Oracle and locking thoughts

January 28, 2007

Introduction

I was talking with a colleague about a locking issue in Oracle. We have the following constraint:

An administrator (an user with the is_admin flag set to ‘T’) is allowed to change the is_admin flag on users. To prevent problems, like locking out all administrators, an administrator is not allowed to unset his own is_admin flag. This way you will always have at least one administrator.

But if there are concurrent administrators, a naive implementation could lead to data races:

user 1 (an administrator) sets the is_admin flag to 'F' of user 2.
user 2 (an administrator) sets the is_admin flag to 'F' of user 1.

That is why some concurrency control is needed. We were discussing different ways of solving this problem:

  1. using READ_COMMITTED isolation level
  2. using READ_COMMITTED isolation level and pessimistic locking
  3. using SERIALIZED isolation level

There are more alternatives, but for argument sake I will only discuss these.
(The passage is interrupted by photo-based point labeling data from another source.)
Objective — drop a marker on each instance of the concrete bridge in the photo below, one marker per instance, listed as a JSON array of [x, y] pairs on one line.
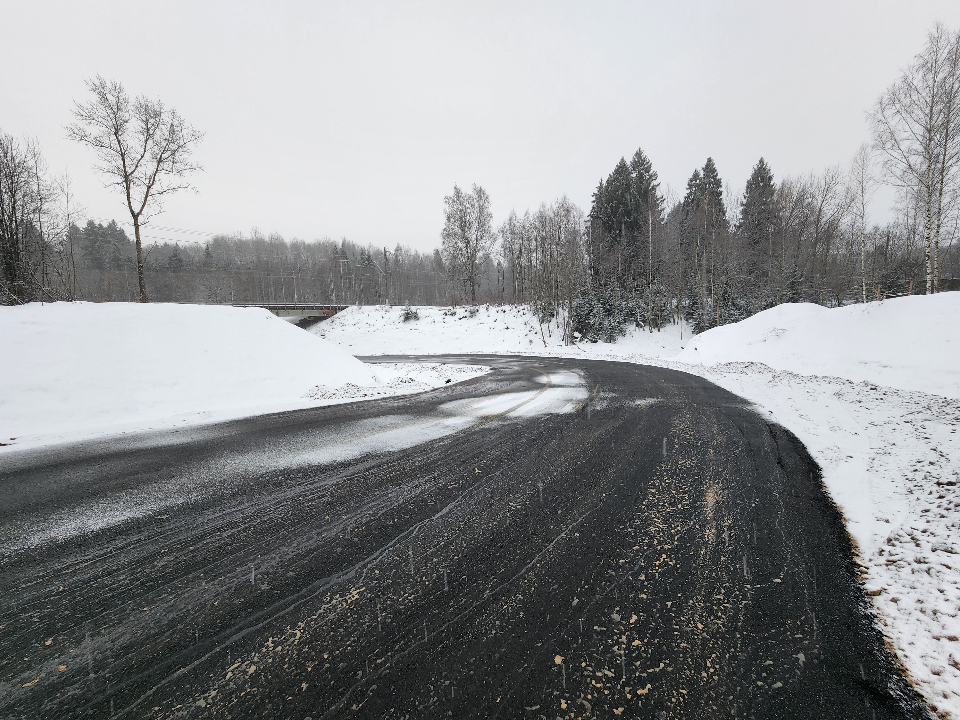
[[304, 312]]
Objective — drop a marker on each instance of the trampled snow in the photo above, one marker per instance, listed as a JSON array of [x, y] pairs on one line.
[[75, 370], [871, 390]]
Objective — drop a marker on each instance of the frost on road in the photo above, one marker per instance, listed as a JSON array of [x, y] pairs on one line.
[[558, 538]]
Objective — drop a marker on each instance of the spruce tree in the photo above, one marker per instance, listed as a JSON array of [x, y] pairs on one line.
[[757, 216]]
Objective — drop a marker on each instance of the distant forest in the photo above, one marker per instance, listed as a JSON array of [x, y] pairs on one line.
[[637, 256]]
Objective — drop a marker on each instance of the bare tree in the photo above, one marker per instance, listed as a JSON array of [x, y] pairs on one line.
[[862, 185], [143, 147], [916, 127], [467, 234]]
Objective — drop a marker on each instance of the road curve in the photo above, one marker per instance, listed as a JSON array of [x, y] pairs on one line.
[[556, 539]]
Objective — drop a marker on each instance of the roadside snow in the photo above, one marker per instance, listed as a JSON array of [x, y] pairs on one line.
[[70, 371], [378, 330], [872, 391], [911, 343]]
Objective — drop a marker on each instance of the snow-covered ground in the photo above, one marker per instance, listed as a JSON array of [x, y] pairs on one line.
[[872, 391], [70, 371]]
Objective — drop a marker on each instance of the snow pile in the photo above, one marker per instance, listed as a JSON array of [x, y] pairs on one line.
[[400, 379], [74, 370], [379, 330], [911, 343]]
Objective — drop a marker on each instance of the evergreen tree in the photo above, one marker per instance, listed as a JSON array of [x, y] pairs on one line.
[[758, 214], [713, 192]]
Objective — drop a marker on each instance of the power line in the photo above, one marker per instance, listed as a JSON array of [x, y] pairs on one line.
[[155, 227]]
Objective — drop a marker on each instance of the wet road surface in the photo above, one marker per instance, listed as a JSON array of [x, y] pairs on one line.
[[557, 539]]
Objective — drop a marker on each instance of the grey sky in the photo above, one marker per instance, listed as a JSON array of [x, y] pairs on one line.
[[355, 119]]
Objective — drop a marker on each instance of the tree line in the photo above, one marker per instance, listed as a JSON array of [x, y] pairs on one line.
[[639, 255]]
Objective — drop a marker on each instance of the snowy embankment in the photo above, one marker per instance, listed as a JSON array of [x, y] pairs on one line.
[[871, 390], [77, 370]]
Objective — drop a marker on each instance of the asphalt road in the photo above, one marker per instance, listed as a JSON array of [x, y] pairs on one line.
[[559, 538]]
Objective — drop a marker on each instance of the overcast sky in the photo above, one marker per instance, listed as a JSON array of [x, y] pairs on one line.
[[354, 119]]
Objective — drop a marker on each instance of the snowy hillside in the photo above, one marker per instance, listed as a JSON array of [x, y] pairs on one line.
[[872, 391], [910, 343], [73, 370], [378, 330]]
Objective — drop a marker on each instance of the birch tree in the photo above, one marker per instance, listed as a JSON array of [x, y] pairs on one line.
[[916, 128], [862, 185], [144, 149], [467, 235]]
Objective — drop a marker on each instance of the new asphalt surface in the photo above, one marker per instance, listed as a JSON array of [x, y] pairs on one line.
[[556, 539]]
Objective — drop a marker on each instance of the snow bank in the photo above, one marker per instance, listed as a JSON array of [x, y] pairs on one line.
[[72, 370], [378, 330], [910, 343]]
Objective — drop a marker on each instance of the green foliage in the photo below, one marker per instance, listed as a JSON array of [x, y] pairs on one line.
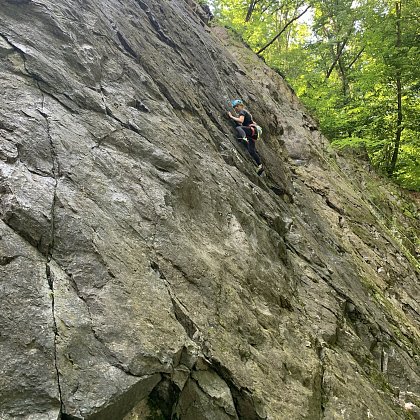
[[351, 63]]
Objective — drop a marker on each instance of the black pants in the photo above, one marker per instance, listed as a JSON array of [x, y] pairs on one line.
[[246, 132]]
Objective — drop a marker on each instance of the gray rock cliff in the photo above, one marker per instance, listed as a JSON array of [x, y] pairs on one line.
[[146, 271]]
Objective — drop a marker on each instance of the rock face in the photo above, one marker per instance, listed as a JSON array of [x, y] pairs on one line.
[[148, 272]]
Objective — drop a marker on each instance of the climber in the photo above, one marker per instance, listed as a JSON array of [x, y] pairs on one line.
[[247, 131]]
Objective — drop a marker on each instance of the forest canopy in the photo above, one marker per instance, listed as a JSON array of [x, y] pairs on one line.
[[354, 64]]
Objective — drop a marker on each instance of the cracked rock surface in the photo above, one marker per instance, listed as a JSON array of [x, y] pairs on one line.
[[146, 271]]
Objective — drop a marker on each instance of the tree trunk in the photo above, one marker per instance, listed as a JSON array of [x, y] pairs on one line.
[[399, 129]]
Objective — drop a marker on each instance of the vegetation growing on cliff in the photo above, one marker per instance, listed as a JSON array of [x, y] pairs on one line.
[[353, 63]]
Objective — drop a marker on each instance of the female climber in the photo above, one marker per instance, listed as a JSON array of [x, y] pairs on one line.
[[247, 130]]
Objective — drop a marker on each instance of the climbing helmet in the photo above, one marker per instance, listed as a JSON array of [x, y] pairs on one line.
[[236, 102]]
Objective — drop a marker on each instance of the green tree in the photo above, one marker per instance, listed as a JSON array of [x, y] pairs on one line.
[[354, 64]]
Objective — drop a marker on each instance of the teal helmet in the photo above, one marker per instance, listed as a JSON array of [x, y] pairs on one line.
[[236, 102]]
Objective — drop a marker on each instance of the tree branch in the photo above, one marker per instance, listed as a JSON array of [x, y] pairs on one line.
[[355, 58], [284, 28], [251, 8]]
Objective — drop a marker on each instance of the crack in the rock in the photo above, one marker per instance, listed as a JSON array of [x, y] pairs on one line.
[[5, 260], [322, 390], [38, 79], [50, 281]]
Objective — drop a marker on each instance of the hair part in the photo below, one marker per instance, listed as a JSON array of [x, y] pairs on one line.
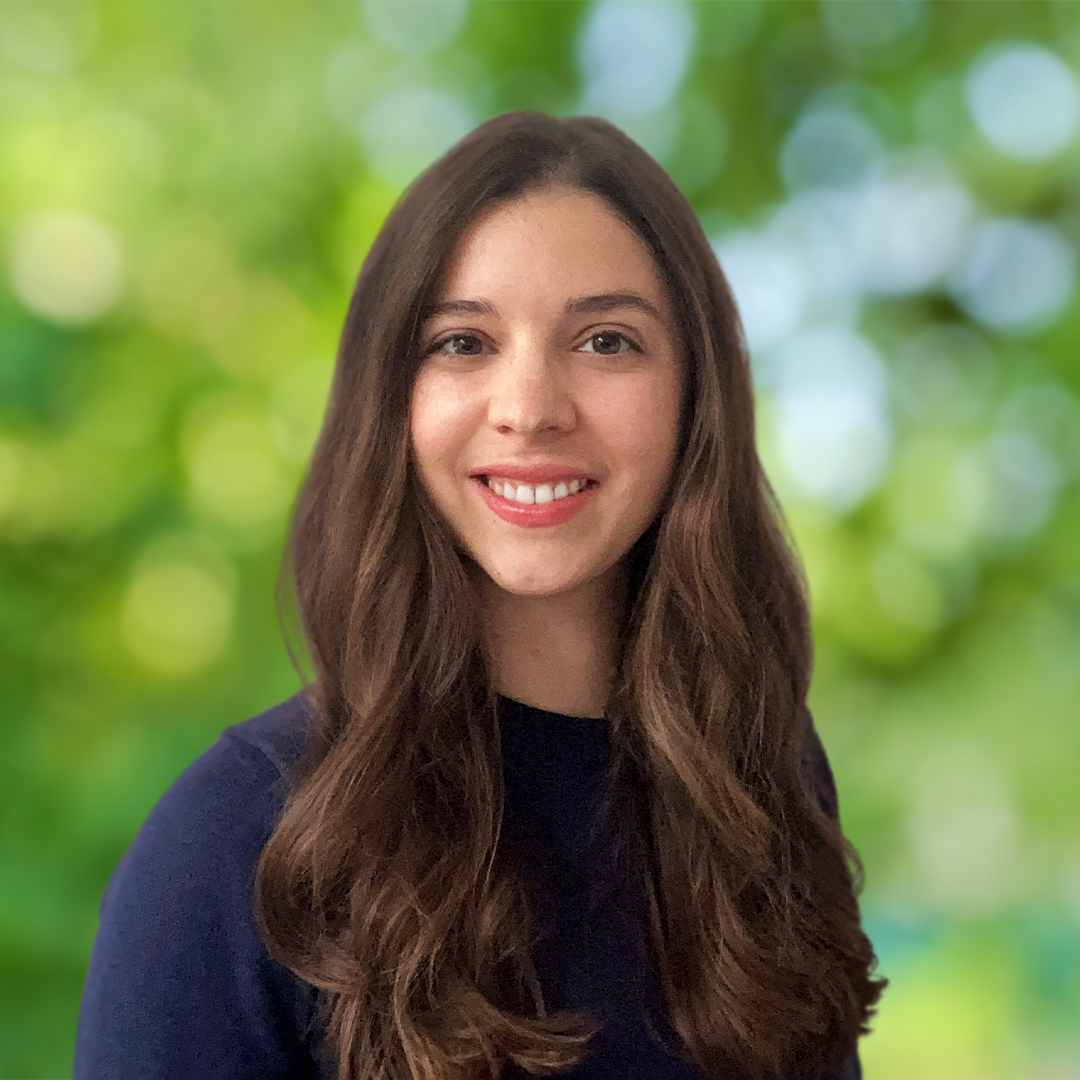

Short introduction to MVCC

We are using Oracle and it uses a special concurrency technology: Multi Version Concurrency Control (MVCC). I won’t go into the details of this technology (there is enough good material written about this subject), but I’m going to explain how it can be used as part of the solution. MVCC uses a System Change or Commit Number (SCN): every time a commit is made, this number is increased. The cool thing about MVCC is, is that it is possible to reconstruct records as they were at some point in time. This point in time, can be identified with the SCN. This means that a transaction can have a consistent view over data, whatever other transactions are doing. Oracle support 2 levels of read consistent views:

  1. statement level read consistency: when a statement is executed, the SCN is stored and used for the duration of the execution of that statement. This means that during the execution of that statement, it won’t see changes made by other transactions. That is why the READ_UNCOMMITTED isolation level isn’t supported by MVCC: it doesn’t need to, because it always can track back to a committed version of a record, and it doesn’t need to read uncommitted data. When the next statement is executed, the newest SCN will be selected. This means that during the execution of a single transaction, multiple SCN’s could be used.
  2. transaction level read consistency: when a transaction begins, the SCN is stored and used for the duration of that transaction. This means that a transaction is not able to see changes made by other transactions. This means that transaction level read consistency, prevents unrepeatable reads and phantom reads and that is why it is used to implement the SERIALIZED isolation level. The REPEATABLE_READ isolation level isn’t needed because MVCC provides a consistent view for the duration of the transaction. Other inserts/deletes (phantom reads) and updates (unrepeatable reads) are not visible with transaction level read consistency.

Using READ_COMMITTED

Let us bring this theory in practice with the READ_COMMITTED isolation level and no locking on the selected records. It is very important to realize that records that are updated, are automatically locked (isolation level doesn’t matter).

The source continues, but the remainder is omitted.